Fans who have been waiting 50 years for a follow-up to Harper Lee’s classic, To Kill a Mockingbird, finally got their wish when she announced yesterday that her novel Go Set a Watchman – actually written before Mockingbird – will be released this summer.
According to the press release from HarperCollins, Lee states, “In the mid-1950s, I completed a novel called Go Set a Watchman. It features the character known as Scout as an adult woman and I thought it a pretty decent effort. My editor, who was taken by the flashbacks to Scout’s childhood, persuaded me to write a novel from the point of view of the young Scout. I was a first-time writer, so I did as I was told. I hadn’t realized it had survived, so was surprised and delighted when my dear friend and lawyer Tonja Carter discovered it. After much thought and hesitation I shared it with a handful of people I trust and was pleased to hear that they considered it worthy of publication. I am humbled and amazed that this will now be published after all these years.”

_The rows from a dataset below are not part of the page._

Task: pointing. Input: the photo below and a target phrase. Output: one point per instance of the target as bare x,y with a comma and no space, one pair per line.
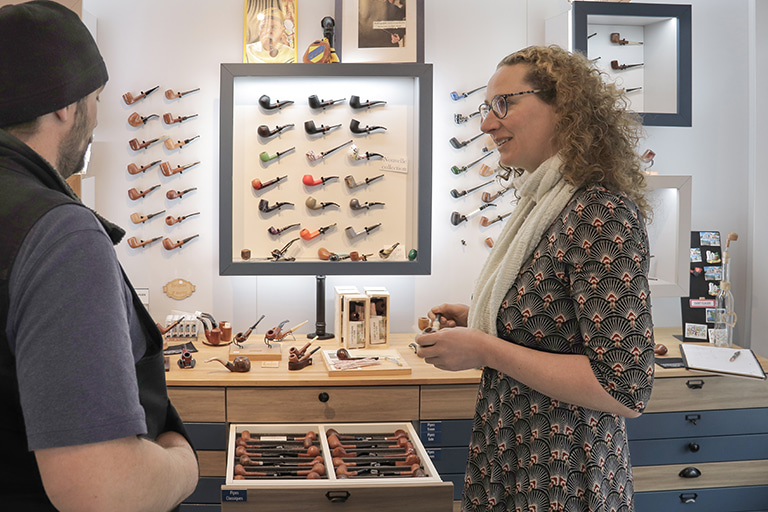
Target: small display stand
699,309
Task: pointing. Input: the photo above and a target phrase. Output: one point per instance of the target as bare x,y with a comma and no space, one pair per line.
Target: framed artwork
380,30
269,35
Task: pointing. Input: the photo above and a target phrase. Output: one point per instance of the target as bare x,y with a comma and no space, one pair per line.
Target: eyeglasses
499,104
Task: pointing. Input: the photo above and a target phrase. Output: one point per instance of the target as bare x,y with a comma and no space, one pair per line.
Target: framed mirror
646,49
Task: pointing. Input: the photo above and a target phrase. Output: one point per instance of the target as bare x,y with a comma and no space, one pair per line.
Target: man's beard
72,151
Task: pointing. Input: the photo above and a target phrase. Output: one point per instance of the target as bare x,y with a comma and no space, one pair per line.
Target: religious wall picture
270,31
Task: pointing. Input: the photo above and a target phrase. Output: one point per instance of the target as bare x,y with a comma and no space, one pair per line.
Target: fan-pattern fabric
584,290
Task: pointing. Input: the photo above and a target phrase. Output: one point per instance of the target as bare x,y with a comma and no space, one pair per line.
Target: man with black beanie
86,420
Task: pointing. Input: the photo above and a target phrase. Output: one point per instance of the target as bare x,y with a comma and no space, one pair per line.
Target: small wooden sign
179,289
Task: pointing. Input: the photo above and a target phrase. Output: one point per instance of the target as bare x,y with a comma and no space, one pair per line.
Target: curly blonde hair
595,133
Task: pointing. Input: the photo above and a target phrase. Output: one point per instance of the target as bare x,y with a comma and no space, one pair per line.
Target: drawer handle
337,496
690,472
693,418
689,498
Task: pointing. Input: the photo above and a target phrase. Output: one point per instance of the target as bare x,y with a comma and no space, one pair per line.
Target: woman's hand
452,315
453,349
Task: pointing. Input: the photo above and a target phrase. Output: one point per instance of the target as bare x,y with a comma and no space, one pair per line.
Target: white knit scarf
543,195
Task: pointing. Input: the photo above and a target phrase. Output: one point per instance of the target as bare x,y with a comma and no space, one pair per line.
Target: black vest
29,188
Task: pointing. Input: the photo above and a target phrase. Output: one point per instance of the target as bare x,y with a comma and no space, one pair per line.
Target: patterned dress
584,290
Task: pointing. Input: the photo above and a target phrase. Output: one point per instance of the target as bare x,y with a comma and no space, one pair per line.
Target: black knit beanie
48,60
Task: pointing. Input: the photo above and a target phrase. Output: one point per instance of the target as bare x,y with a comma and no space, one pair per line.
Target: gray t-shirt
75,334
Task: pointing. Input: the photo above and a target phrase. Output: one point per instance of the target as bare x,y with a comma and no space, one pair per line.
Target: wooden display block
257,351
390,362
331,493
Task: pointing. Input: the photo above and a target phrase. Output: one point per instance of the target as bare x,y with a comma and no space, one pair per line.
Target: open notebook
727,361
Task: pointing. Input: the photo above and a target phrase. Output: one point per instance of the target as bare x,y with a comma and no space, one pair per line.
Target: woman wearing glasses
560,319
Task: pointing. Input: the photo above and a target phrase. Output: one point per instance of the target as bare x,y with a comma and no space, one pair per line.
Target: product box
378,323
355,317
385,487
338,301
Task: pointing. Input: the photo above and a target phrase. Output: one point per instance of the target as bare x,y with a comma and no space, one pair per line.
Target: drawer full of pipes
331,467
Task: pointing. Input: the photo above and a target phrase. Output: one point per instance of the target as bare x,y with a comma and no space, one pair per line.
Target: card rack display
290,198
698,310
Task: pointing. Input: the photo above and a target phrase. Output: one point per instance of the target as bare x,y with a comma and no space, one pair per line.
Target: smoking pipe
164,330
169,245
456,96
166,169
354,102
317,103
264,131
240,364
138,194
178,194
354,127
136,120
457,194
135,145
135,243
311,129
130,99
138,219
135,169
458,170
266,157
309,235
266,208
309,181
457,218
169,119
351,233
279,254
171,95
384,253
615,65
355,204
397,434
169,144
313,204
258,185
457,144
312,156
276,231
485,222
171,220
352,184
355,154
242,337
266,104
246,434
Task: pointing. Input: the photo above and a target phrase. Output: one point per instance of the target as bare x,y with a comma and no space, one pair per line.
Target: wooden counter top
214,374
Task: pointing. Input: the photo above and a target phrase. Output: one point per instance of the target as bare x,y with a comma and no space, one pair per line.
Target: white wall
172,45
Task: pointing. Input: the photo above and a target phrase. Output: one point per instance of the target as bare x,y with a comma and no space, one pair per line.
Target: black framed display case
656,73
254,102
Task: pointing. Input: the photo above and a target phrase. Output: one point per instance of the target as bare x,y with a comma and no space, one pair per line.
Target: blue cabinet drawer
698,424
449,460
728,499
445,433
698,449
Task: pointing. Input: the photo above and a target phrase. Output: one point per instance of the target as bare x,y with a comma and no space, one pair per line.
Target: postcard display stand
706,272
405,142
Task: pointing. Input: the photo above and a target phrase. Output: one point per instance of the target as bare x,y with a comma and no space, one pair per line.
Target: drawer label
234,495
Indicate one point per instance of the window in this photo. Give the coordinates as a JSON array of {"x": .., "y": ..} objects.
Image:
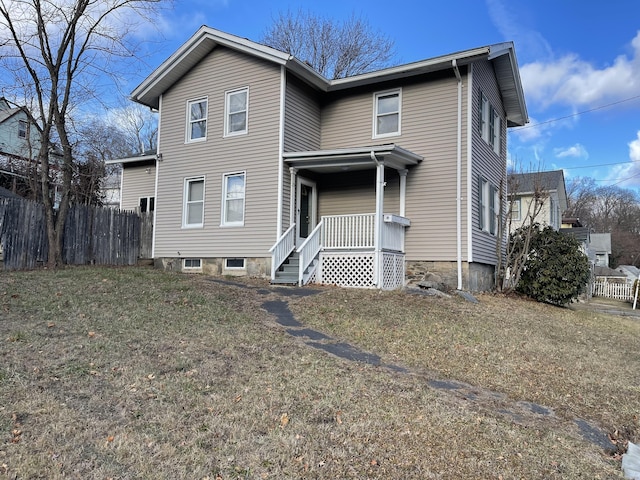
[
  {"x": 23, "y": 129},
  {"x": 193, "y": 215},
  {"x": 516, "y": 206},
  {"x": 236, "y": 108},
  {"x": 488, "y": 206},
  {"x": 233, "y": 199},
  {"x": 386, "y": 120},
  {"x": 192, "y": 263},
  {"x": 147, "y": 204},
  {"x": 234, "y": 264},
  {"x": 489, "y": 124},
  {"x": 197, "y": 120}
]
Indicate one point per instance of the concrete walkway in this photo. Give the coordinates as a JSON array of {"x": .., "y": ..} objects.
[{"x": 520, "y": 412}]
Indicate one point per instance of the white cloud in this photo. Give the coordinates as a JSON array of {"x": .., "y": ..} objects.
[
  {"x": 572, "y": 81},
  {"x": 575, "y": 151}
]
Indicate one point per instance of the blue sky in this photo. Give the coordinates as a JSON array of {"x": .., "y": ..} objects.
[{"x": 579, "y": 62}]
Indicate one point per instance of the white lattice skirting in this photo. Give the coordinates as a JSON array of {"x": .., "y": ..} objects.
[{"x": 357, "y": 270}]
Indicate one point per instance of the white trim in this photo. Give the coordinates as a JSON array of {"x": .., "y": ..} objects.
[
  {"x": 223, "y": 215},
  {"x": 227, "y": 98},
  {"x": 376, "y": 97},
  {"x": 187, "y": 137},
  {"x": 187, "y": 182}
]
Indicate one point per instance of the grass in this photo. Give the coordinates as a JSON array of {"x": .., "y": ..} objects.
[{"x": 136, "y": 373}]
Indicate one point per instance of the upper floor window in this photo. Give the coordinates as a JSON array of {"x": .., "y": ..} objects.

I’ve been wanting to reread To Kill a Mockingbird for a while. The last time I read it I was in school (I can’t even remember what year) and I know I didn’t appreciate the novel at the time. I’ve been looking forward to going back and rereading it now, with a whole new perspective. This news has given me added incentive to make sure I get that done.
However, there’s also another side to this coin. There are several drawbacks to this news about the new publication. The first being how much control Lee has actually had in the decision to publish this first novel. Back in the summer Gawker published this article after the publication of a biography titled The Mockingbird Next Door raised controversy. Author Marja Mills claims she had Lee’s permission, as well as written consent from Lee’s sister and lawyer, Alice. Questions have since emerged as to whether Lee herself actually had any issue with the biography, or whether it was her current law firm (the firm from which Alice had retired) that was creating the problem.
This information makes one curious as to whether Lee has truly chosen to publish this novel now, or whether her lawyers have decided it’s a good way to make money, so they convinced her to go through with it.
The other concern is a more practical one – this novel was written first, and according to what I’ve read, it will be published with little revision. Therefore, we have to remember not to keep our expectations too high. It’ll be easy to expect a lot from this novel, given the popularity and timelessness of To Kill a Mockingbird, but the truth is, it just might not live up to that hype.
However, whether this book is just as good, better, or worse, than To Kill a Mockingbird, it’s still exciting that we’ll finally get to see Scout the way Harper Lee originally envisioned her.